Our study has some limitations. Firstly, our sample size was small and our conclusions need further validation in larger populations. Secondly, although UCA1 had a high sensitivity and specificity to diagnose CHF, many cancers, like bladder and prostate cancer, could also elevate UCA1 expression. Thus, when UCA1 was used as a diagnostic marker for CHF, other related diseases must be excluded. Additionally, qRT-PCR is the quickest and most convenient method to detect the concentration of UCA1, but this technology is time-consuming; therefore, there is a great need for new time-saving technologies, such as microarrays and probes for lncRNA detection.
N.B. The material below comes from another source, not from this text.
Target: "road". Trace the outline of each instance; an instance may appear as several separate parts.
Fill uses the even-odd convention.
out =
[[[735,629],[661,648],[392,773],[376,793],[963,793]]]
Lastly, the underlying mechanisms of UCA1 in CHF were not fully explored in our study. Since the functions of UCA1 in HF are still largely unknown, we plan to further investigate the roles of UCA1 related with CHF in cardiomyocytes and HF mouse models.

Conclusions

Our study is the first to demonstrate that plasma UCA1 is higher in CHF patients, and it might be an ideal indicator for CHF. Higher UCA1 in the plasma can predict poor prognosis for CHF. Furthermore, UCA1 might be a potential therapeutic target for treatment of CHF.